From Pre-Class Assignment

Useful Stuff

  • Videos were useful, but they were a little long
  • I have a better idea of how we are evaluating classification models

Challenging bits

  • There's so much terminology, do I have to remember it all?
  • I'm still confused about the ROC and what it is doing.
  • How is KNN a binary classifier?

The Confusion Matrix

from sklearn.metrics import confusion_matrix
tn, fp, fn, tp = confusion_matrix(y_true, y_predicted)

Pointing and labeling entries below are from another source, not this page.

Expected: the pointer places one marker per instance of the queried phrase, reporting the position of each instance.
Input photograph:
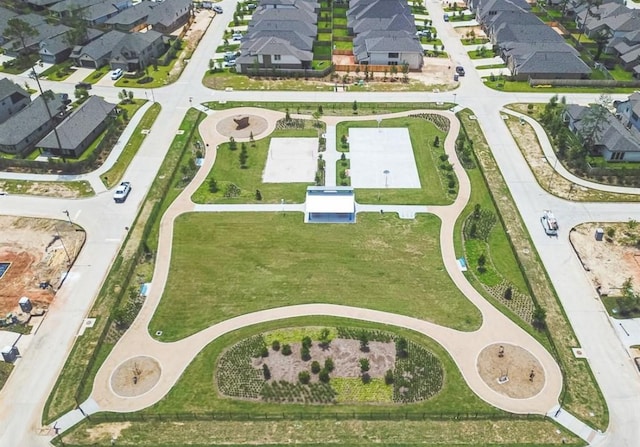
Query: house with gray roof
(384, 33)
(629, 111)
(273, 54)
(97, 53)
(137, 50)
(529, 47)
(20, 133)
(279, 37)
(614, 140)
(164, 17)
(13, 98)
(44, 31)
(80, 129)
(57, 49)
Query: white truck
(122, 191)
(549, 223)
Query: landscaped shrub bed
(245, 369)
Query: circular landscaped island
(329, 365)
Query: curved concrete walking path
(464, 347)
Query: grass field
(230, 264)
(432, 180)
(227, 170)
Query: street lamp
(68, 216)
(63, 247)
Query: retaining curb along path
(464, 347)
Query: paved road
(105, 226)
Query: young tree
(20, 30)
(364, 341)
(213, 185)
(304, 377)
(266, 372)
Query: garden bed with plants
(365, 366)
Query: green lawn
(422, 133)
(5, 370)
(227, 170)
(113, 175)
(225, 265)
(97, 75)
(58, 72)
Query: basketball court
(382, 158)
(291, 160)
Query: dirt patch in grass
(229, 127)
(611, 262)
(37, 250)
(135, 376)
(511, 370)
(346, 355)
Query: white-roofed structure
(335, 204)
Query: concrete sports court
(373, 151)
(291, 160)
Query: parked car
(122, 192)
(116, 74)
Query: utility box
(10, 354)
(25, 304)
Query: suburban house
(57, 49)
(384, 33)
(614, 141)
(164, 17)
(13, 98)
(45, 31)
(136, 51)
(629, 111)
(279, 37)
(530, 48)
(80, 129)
(97, 53)
(20, 133)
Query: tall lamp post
(68, 217)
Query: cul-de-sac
(319, 222)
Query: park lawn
(227, 170)
(113, 175)
(196, 390)
(422, 134)
(225, 265)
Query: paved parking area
(382, 157)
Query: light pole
(63, 247)
(68, 217)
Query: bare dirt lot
(346, 356)
(35, 249)
(611, 262)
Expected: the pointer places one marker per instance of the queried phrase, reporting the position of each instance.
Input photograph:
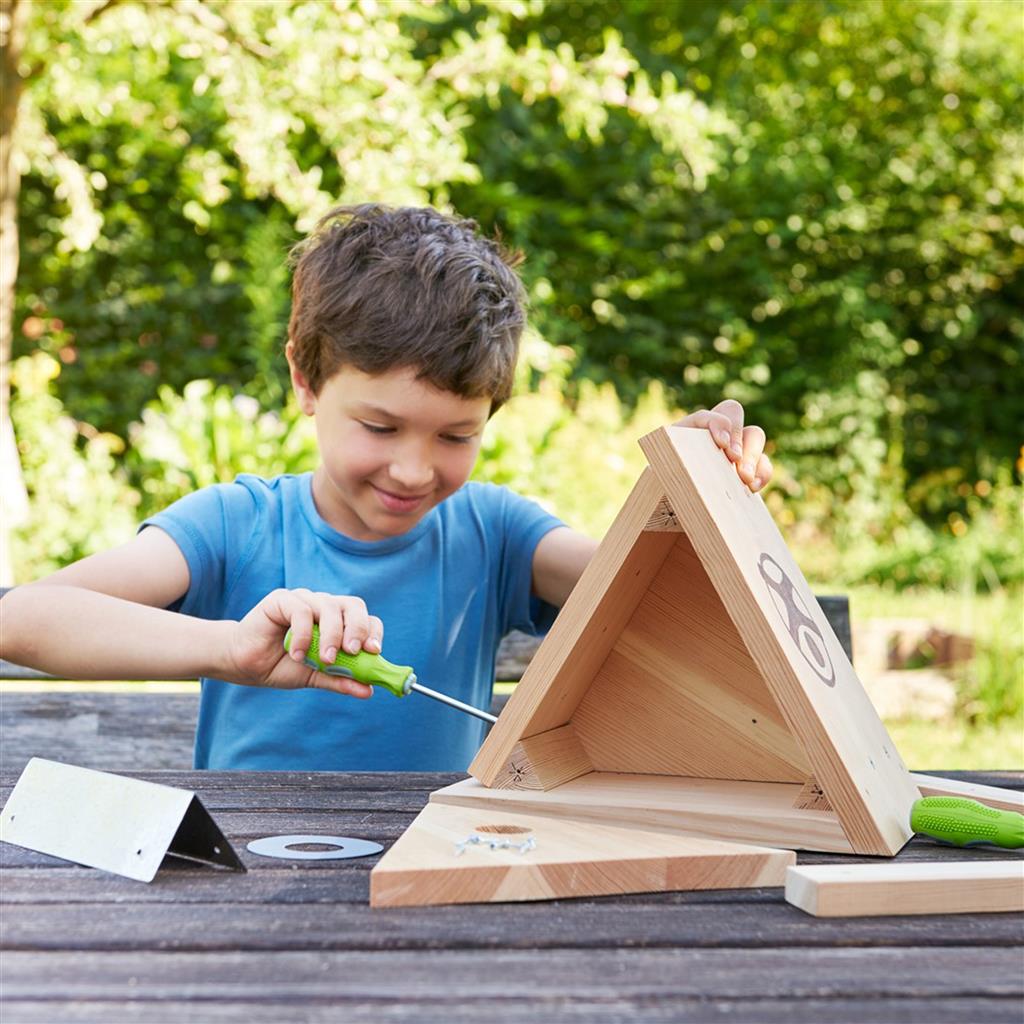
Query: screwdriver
(967, 822)
(376, 671)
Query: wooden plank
(583, 634)
(734, 811)
(544, 761)
(679, 694)
(863, 890)
(1005, 800)
(550, 858)
(807, 672)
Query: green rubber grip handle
(364, 667)
(966, 822)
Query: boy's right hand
(258, 656)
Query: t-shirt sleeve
(524, 523)
(212, 527)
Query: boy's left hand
(744, 445)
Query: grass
(958, 745)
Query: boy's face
(391, 448)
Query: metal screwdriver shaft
(452, 702)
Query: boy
(402, 343)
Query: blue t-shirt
(446, 591)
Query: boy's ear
(305, 394)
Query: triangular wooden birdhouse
(691, 683)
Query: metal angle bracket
(116, 823)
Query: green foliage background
(814, 208)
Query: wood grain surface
(297, 941)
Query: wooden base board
(764, 813)
(881, 890)
(569, 858)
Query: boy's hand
(258, 656)
(744, 445)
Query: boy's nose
(412, 473)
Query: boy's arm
(559, 559)
(104, 617)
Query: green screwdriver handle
(364, 667)
(966, 822)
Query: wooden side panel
(545, 761)
(881, 890)
(585, 631)
(790, 639)
(764, 813)
(567, 858)
(679, 694)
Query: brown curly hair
(380, 288)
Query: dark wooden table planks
(296, 941)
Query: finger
(339, 684)
(375, 641)
(719, 426)
(331, 627)
(356, 621)
(763, 473)
(733, 414)
(754, 445)
(300, 621)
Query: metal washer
(280, 846)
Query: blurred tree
(813, 208)
(849, 261)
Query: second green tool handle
(364, 667)
(966, 822)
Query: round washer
(281, 846)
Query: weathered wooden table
(297, 941)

Note the rows and columns of the confusion matrix from sklearn do not match those show on most websites.

Other Metrics

  • Sensitivity (Recall): The ratio of True Positives to all Positive Cases $\dfrac{TP}{TP+FN}$
  • Specificity: The ratio of True Negatives to all Negative Cases $\dfrac{TN}{TN+FP}$
  • Precision: The ratio of True Positives to all Predicted Positives: $\dfrac{TP}{TP+FP}$

  • $F_1$ Score: A balanced measure (0 to 1) that includes sensitity and recall: $\dfrac{2 TP}{2TP + FP + FN}$

ROC Curve and AUC

from sklearn import metrics
fpr, tpr, thresholds = metrics.roc_curve(y_true, y_predict)
roc_auc = metrics.auc(fpr, tpr)
plt.plot(fpr, tpr)

KNN as a Binary Classifier

A Heads Up for Today

Working with Pima Diabetes Database, which has problems (zeros for various entries). We have given you a cleaned data set on D2L (you will need to download it again!).

You can skip 2.1 and 2.2 today and go to 2.3; we will discuss how to clean that data after class.

Questions, Comments, Concerns?